I could've easily slotted a Beverly Cleary Henry Huggins book in this spot, a kid whose cool nonchalance I worshiped. (I loved Encyclopedia Brown, too, but he seems a little smug to me now, born to the purple!) But something about Robert McCloskey's Homer Price got into me and stayed, too. I read this book countless times. Homer showed me that it was OK to be happy when you're alone, whistling as you walk, working on your radio, befriending your imagination. If you're patient, all kinds of amazing things might happen around you, not the least excess donuts, a skunk for a friend, and, in a story that I really responded to, an actor playing a movie superhero who in the course of a sorry evening teaches Homer a thing or two about adulation and inevitable disappointment—you know, adult stuff. Just like Homer, I lived on Rt. 56 (in Ohio) for a while. As Kon-Tiki evoked the South Pacific, so did Homer Price evoke Centerburg, the kind of rural small town in which I think that—no, I know that—I secretly wished I'd been raised.

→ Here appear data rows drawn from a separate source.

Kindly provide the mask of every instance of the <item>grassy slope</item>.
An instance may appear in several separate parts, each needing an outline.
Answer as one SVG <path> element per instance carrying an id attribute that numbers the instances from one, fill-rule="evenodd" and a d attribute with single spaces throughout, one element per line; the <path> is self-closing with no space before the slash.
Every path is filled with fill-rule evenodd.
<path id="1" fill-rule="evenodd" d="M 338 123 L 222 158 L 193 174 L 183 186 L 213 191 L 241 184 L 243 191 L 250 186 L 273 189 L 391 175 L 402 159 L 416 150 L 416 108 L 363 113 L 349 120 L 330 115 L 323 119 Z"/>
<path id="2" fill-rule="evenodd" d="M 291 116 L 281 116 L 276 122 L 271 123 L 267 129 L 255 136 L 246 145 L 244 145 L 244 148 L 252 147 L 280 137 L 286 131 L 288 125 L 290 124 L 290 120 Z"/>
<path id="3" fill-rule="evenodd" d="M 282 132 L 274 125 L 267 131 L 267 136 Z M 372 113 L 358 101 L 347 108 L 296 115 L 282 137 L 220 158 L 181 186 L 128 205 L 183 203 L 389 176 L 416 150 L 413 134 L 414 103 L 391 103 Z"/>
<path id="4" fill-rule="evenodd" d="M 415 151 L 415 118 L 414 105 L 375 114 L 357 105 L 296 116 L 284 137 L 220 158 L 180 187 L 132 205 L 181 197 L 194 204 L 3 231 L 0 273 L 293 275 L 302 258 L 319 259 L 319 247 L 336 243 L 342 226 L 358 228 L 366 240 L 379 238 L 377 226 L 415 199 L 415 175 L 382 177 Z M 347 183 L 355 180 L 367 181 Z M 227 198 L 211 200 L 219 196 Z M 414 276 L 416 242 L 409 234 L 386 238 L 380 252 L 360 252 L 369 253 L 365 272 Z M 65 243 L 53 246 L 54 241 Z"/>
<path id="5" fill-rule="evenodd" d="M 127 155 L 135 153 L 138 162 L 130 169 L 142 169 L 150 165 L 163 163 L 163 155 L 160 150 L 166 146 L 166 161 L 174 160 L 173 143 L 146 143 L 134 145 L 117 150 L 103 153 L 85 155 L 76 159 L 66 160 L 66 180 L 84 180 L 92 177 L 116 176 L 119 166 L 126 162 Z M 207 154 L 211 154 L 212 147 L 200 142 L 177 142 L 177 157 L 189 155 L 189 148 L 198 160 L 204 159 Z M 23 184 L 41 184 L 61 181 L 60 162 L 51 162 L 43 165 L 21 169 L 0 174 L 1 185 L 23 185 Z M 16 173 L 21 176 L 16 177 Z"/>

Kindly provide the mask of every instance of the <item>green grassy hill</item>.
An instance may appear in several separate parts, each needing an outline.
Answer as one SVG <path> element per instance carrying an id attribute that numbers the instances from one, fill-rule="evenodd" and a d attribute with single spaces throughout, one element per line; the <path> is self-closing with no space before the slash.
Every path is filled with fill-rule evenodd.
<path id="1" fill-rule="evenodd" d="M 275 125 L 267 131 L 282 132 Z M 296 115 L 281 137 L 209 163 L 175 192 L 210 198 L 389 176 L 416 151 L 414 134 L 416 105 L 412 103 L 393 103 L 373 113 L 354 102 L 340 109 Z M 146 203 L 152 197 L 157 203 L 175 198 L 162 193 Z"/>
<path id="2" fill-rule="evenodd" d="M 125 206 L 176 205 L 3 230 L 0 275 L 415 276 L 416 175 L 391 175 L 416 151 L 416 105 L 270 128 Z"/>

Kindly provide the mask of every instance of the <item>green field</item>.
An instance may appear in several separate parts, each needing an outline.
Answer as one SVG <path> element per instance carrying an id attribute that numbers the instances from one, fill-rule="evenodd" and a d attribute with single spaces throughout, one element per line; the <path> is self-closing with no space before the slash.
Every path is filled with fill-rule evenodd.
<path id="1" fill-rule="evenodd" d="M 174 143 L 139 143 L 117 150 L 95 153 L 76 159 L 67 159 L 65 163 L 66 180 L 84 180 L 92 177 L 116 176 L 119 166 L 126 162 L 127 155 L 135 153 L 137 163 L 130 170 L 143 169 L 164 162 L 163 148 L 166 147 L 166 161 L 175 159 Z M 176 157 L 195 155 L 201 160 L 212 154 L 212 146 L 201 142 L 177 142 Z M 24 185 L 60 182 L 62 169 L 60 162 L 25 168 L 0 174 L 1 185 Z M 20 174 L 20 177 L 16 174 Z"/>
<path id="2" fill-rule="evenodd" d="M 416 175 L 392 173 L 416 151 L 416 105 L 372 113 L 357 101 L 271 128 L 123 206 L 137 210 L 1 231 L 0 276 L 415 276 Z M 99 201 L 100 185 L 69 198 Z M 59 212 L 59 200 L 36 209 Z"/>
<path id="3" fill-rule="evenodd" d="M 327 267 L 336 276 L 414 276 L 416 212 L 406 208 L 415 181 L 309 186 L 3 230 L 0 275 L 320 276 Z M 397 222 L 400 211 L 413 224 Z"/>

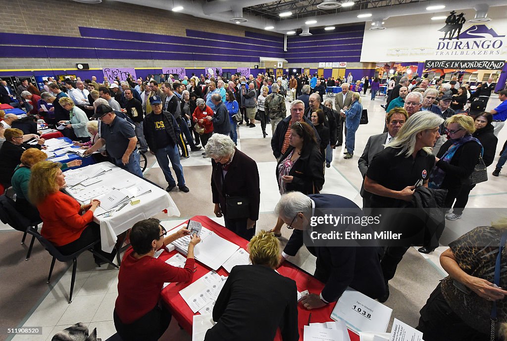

The first book where the top of my head came off when I read it, and the first book to show me the power of arranging words and sentences in such a way that the reader can feel as if the world's been presented new again. I left his aesthetic behind long ago, but I'll always be in debt to Eliot for being the first writer to teach me a foreign language.
Really, any Roger Angell book could've made this list. He's the greatest living writer about baseball, and he fundamentally affected my way of thinking not only about the game but about how to write about it. Late Innings is my particular favorite as it covers the chaotic New Yankees teams of the mid- and late-1970s, the era during which I permanently fell in love with the game.